Why welcoming cannot thrive as long as racism persists

Being welcoming is more than being tolerant—it’s having a true respect and appreciation for our neighbors and making sure that, in our culture and in our policies, everyone belongs. Unfortunately, the recent events in Louisville, KY, Minneapolis, MN, and Brunswick, GA show that we still have a long way to go to being a truly welcoming America. 

We cannot be welcoming when African Americans are repeatedly targeted because of the color of their skin. 

We cannot be welcoming when violence against our neighbors is minimized or ignored. 

We cannot be welcoming if we are afraid to address the root causes of racism. 

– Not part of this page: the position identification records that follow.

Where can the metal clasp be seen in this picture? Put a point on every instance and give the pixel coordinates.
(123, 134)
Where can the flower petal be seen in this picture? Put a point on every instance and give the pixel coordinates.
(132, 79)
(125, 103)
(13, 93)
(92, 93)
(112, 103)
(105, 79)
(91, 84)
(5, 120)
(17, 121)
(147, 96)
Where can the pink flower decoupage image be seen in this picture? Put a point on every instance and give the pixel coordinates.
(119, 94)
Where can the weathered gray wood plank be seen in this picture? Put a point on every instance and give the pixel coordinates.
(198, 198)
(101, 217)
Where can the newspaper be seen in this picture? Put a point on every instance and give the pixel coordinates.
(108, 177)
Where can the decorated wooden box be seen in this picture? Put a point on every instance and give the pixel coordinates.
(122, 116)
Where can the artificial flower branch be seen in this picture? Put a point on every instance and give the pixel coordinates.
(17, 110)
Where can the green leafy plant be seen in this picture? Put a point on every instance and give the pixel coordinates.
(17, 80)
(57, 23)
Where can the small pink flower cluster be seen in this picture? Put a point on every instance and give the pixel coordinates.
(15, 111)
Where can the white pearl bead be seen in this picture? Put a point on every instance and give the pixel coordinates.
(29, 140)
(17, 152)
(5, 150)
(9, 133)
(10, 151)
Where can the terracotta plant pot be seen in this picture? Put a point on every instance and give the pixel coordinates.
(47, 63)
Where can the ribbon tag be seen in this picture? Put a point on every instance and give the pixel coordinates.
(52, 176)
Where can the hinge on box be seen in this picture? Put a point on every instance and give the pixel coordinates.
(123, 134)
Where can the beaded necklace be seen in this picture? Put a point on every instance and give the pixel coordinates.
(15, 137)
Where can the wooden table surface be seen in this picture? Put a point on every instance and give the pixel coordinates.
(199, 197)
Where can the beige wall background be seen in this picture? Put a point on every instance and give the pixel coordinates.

The pandemic has amplified the problems of inequality in our society. No one can escape the risks of catching the virus, and yet, African Americans, minorities, and immigrants have been disproportionately affected by it. We must go beyond these momentary crises and commit to changing these systemic issues from the inside out. Who we elect, the policies we support, the words we speak—these are things we as individuals can control and must use to bring lasting change.

We stand with our African American friends and neighbors in calling for justice and true accountability. We also call for a new normal, one where every person—regardless of their race, gender, or creed—is treated equally under the law and able to live safely in their communities without fear. When the shadow of terror hangs over us and our neighbors, this is not freedom; it is oppression, and it affects all of us. Conversely, when each person in a community feels they belong, everyone benefits. Each of us is empowered to be that change and obligated to make the problems of racism and injustice our own if we want to achieve a welcoming America.